Then shall be said or sung one of the Selections, or some other portion of the Psalms, at the discretion of the Minister.

The first Lesson shall be Deut. viii, and the Second Lesson shall be 1 Thess. v.12 to 24.

After the General Thanksgiving, shall be said this which followeth.
 

 

1789 BCP:

MOST gracious God, by whose knowledge the depths are broken up, and the clouds drop down the dew; We yield thee unfeigned thanks and praise, as for all thy mercies, so especially for the returns of seed-time and harvest, and for crowning the year with thy goodness, in the increase of the ground and the gathering in of the fruits thereof. And, we beseech thee, give us a just sense of this great mercy; such as may appear in our lives, by an humble, holy, and obedient walking before thee all our days; through Jesus Christ our Lord, to whom, with thee and the Holy Ghost, be all glory and honour, world without end. Amen.

1892 BCP:

MOST gracious God, by whose knowledge the depths are broken up, and the clouds drop down the dew; We yield thee unfeigned thanks and praise for the return of seed-time and harvest, for the increase of the ground and the gathering in of the fruits thereof, and for all the other blessings of thy merciful providence bestowed upon this nation and people. And, we beseech thee, give us a just sense of these great mercies; such as may appear in our lives, by an humble, holy, and obedient walking before thee all our days; through Jesus Christ our Lord whom, with thee and the Holy Ghost, be all glory and honour, world without end. Amen.

 

 

The Collect to be used instead of that for the day.

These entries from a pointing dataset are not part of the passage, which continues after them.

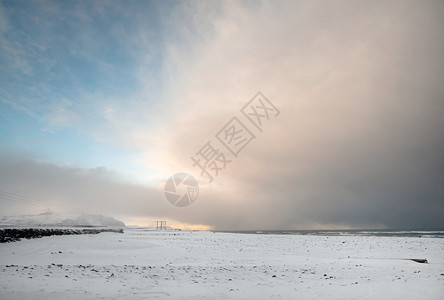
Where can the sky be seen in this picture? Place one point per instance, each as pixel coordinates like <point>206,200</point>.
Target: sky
<point>102,101</point>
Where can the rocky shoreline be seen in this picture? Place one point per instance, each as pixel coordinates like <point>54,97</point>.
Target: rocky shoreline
<point>15,234</point>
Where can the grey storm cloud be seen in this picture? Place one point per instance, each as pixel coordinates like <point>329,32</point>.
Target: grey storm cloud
<point>359,141</point>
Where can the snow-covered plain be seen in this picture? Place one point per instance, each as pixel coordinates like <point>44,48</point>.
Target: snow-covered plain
<point>146,264</point>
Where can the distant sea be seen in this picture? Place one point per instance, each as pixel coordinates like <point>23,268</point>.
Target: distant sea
<point>426,233</point>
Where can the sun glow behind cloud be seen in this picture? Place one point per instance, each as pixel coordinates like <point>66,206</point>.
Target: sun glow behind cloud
<point>139,89</point>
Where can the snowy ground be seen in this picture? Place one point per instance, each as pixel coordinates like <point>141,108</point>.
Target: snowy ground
<point>199,265</point>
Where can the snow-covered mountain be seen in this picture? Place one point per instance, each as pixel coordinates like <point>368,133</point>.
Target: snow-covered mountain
<point>51,218</point>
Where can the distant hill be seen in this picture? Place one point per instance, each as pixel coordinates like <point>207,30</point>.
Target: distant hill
<point>51,218</point>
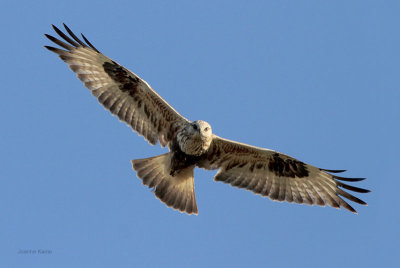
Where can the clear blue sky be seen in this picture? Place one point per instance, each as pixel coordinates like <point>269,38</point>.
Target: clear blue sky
<point>318,80</point>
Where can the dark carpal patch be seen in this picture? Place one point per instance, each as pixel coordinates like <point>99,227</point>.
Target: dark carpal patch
<point>119,74</point>
<point>287,167</point>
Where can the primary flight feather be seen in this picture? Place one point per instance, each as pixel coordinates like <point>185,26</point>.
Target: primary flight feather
<point>262,171</point>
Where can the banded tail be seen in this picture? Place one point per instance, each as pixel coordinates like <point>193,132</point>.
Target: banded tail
<point>175,191</point>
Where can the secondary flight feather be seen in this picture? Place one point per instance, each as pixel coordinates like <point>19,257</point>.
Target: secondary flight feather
<point>192,144</point>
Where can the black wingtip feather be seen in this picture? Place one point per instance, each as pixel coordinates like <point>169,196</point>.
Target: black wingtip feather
<point>90,44</point>
<point>348,179</point>
<point>65,37</point>
<point>352,188</point>
<point>74,36</point>
<point>333,170</point>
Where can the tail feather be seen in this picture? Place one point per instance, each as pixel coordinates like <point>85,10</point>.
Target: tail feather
<point>175,191</point>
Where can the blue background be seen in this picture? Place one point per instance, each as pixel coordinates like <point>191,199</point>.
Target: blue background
<point>318,80</point>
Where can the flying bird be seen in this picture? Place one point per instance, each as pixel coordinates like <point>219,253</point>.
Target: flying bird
<point>192,144</point>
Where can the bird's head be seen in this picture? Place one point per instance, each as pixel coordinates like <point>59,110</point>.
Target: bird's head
<point>200,129</point>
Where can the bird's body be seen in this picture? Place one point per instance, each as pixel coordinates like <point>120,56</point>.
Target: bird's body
<point>192,144</point>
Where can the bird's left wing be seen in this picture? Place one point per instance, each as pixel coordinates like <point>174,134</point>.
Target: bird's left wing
<point>278,176</point>
<point>119,90</point>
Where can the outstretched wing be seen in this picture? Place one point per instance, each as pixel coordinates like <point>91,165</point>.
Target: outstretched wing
<point>278,176</point>
<point>118,89</point>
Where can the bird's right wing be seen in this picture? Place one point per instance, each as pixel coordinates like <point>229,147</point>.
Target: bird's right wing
<point>278,176</point>
<point>119,90</point>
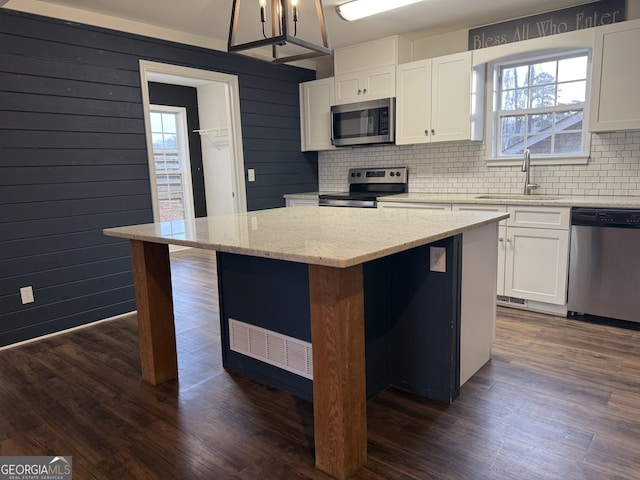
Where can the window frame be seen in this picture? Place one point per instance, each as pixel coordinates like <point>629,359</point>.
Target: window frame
<point>493,93</point>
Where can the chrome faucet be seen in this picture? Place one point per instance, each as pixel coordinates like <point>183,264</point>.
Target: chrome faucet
<point>526,167</point>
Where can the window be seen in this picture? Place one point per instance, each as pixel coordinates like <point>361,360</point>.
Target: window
<point>171,163</point>
<point>539,105</point>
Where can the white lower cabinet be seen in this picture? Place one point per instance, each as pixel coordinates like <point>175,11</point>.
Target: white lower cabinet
<point>535,264</point>
<point>533,251</point>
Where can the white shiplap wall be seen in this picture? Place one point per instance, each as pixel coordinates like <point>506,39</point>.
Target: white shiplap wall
<point>461,167</point>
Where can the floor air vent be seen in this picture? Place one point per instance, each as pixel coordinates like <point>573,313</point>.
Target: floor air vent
<point>279,350</point>
<point>512,301</point>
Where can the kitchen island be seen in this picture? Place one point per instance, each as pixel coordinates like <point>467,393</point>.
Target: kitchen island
<point>384,297</point>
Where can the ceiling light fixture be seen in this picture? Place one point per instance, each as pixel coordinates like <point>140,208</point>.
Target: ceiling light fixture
<point>283,16</point>
<point>357,9</point>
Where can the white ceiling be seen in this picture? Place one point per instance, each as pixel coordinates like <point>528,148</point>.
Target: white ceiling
<point>210,18</point>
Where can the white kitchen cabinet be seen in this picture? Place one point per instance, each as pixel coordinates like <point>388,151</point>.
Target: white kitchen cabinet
<point>376,53</point>
<point>615,103</point>
<point>438,100</point>
<point>533,251</point>
<point>420,205</point>
<point>535,248</point>
<point>316,98</point>
<point>536,262</point>
<point>370,84</point>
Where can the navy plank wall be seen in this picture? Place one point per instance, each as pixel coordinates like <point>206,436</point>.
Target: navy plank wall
<point>73,161</point>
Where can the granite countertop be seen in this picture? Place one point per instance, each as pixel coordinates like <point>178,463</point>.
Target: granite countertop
<point>612,201</point>
<point>330,236</point>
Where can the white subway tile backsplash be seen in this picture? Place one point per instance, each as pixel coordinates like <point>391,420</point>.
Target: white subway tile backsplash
<point>461,167</point>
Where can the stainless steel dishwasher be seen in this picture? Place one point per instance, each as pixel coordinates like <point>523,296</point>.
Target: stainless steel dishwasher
<point>604,265</point>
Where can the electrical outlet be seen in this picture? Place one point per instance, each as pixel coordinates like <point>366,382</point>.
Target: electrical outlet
<point>26,294</point>
<point>438,259</point>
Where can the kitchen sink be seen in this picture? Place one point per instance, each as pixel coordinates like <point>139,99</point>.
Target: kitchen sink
<point>507,196</point>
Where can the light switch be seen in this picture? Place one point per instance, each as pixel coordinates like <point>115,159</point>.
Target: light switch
<point>26,295</point>
<point>438,259</point>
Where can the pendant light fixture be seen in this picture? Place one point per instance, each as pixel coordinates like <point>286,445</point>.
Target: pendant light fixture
<point>357,9</point>
<point>283,17</point>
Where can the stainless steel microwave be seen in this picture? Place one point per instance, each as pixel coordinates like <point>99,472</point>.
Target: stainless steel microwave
<point>362,123</point>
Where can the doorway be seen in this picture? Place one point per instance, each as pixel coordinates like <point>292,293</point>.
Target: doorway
<point>220,133</point>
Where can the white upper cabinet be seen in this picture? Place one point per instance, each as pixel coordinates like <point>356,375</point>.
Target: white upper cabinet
<point>367,71</point>
<point>439,100</point>
<point>316,98</point>
<point>364,85</point>
<point>615,103</point>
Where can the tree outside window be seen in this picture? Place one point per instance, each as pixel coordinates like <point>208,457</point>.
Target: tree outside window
<point>542,106</point>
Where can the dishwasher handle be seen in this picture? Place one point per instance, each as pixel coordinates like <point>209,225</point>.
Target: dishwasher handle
<point>606,217</point>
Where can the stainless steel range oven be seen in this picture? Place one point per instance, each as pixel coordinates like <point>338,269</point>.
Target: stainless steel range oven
<point>366,185</point>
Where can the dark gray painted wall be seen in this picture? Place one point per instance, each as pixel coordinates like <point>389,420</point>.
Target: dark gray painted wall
<point>73,161</point>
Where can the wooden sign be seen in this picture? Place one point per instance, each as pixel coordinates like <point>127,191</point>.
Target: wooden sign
<point>589,15</point>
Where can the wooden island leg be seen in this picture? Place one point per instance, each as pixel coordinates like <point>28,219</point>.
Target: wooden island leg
<point>156,329</point>
<point>339,384</point>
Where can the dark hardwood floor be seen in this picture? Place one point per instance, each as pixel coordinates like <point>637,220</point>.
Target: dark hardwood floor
<point>559,400</point>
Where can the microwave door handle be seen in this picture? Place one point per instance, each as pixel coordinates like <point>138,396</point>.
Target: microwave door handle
<point>333,138</point>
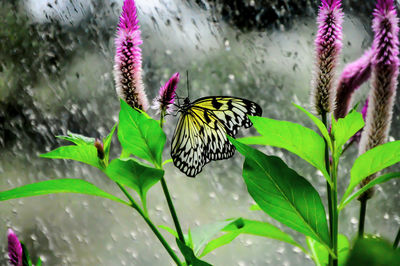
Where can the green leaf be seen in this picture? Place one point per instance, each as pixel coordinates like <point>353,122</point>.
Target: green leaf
<point>283,194</point>
<point>344,129</point>
<point>321,256</point>
<point>140,135</point>
<point>218,242</point>
<point>84,153</point>
<point>26,258</point>
<point>295,138</point>
<point>379,180</point>
<point>135,175</point>
<point>202,234</point>
<point>250,227</point>
<point>77,139</point>
<point>255,207</point>
<point>169,230</point>
<point>319,124</point>
<point>188,253</point>
<point>67,185</point>
<point>371,162</point>
<point>107,143</point>
<point>373,252</point>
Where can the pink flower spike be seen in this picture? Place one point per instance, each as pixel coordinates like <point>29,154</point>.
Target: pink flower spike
<point>128,59</point>
<point>167,94</point>
<point>14,249</point>
<point>328,44</point>
<point>353,76</point>
<point>385,71</point>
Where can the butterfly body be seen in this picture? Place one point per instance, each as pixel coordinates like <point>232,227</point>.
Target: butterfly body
<point>200,135</point>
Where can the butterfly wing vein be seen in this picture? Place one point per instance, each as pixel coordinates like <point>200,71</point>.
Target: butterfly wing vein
<point>200,135</point>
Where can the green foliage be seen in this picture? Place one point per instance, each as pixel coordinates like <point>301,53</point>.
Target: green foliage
<point>250,227</point>
<point>344,129</point>
<point>293,137</point>
<point>373,161</point>
<point>201,235</point>
<point>319,124</point>
<point>140,135</point>
<point>57,186</point>
<point>135,175</point>
<point>373,252</point>
<point>379,180</point>
<point>188,253</point>
<point>85,153</point>
<point>77,139</point>
<point>283,194</point>
<point>26,258</point>
<point>321,256</point>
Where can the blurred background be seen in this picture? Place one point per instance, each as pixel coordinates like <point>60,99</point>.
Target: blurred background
<point>56,60</point>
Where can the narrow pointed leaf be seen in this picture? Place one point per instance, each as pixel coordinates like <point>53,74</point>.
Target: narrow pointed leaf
<point>379,180</point>
<point>67,185</point>
<point>345,128</point>
<point>77,139</point>
<point>189,255</point>
<point>203,234</point>
<point>371,162</point>
<point>84,153</point>
<point>140,135</point>
<point>319,124</point>
<point>321,256</point>
<point>283,194</point>
<point>244,226</point>
<point>26,258</point>
<point>135,175</point>
<point>295,138</point>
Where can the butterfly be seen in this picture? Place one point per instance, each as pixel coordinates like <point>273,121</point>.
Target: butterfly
<point>200,135</point>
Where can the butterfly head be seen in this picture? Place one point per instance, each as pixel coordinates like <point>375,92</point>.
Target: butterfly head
<point>186,102</point>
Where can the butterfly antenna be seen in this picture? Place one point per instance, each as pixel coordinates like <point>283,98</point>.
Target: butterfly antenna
<point>187,82</point>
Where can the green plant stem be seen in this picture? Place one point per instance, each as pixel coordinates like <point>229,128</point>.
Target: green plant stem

O MOST merciful Father, who hast blessed the labours of the husbandman in the returns of the fruits of the earth; We give thee humble and hearty thanks for this thy bounty; beseeching thee to continue thy loving-kindness to us; that our land may still yield her increase, to thy glory and. our comfort; through Jesus Christ our Lord. Amen.

The Epistle. St. James i 16.

DO not err, my beloved brethren. Every good gift and every perfect gift is from above; and cometh down from the Father of Lights, with whom is no variableness, neither shadow of turning. Of his own will begat he us with the word of truth, that we should be a kind of first-fruits of his creatures. Wherefore, my beloved brethren, let every man be swift to hear, slow to speak, slow to wrath: for the wrath of man worketh not the righteousness of God. Wherefore lay apart all filthiness and superfluity of naughtiness, and receive with meekness the ingrafted word, which is able to save your souls. Be ye doers of the word, and not hearers only, deceiving your own selves. For if any be a hearer of the word and not a doer, he is like unto a man beholding his natural face in a glass; for he beholdeth himself, and goeth his way, and straightway forgetteth what manner of man he was. But whoso looketh into the perfect law of liberty, and continueth therein, he being not a forgetful hearer, but a doer of the work, this man shall be blessed in his deed. If any man among you seem to be religious, and bridleth not his tongue, but deceiveth his own heart, this man’s religion is vain. Pure religion and undefiled before God and the Father is this, To visit the fatherless and widows in their affliction, and to keep himself unspotted from the world.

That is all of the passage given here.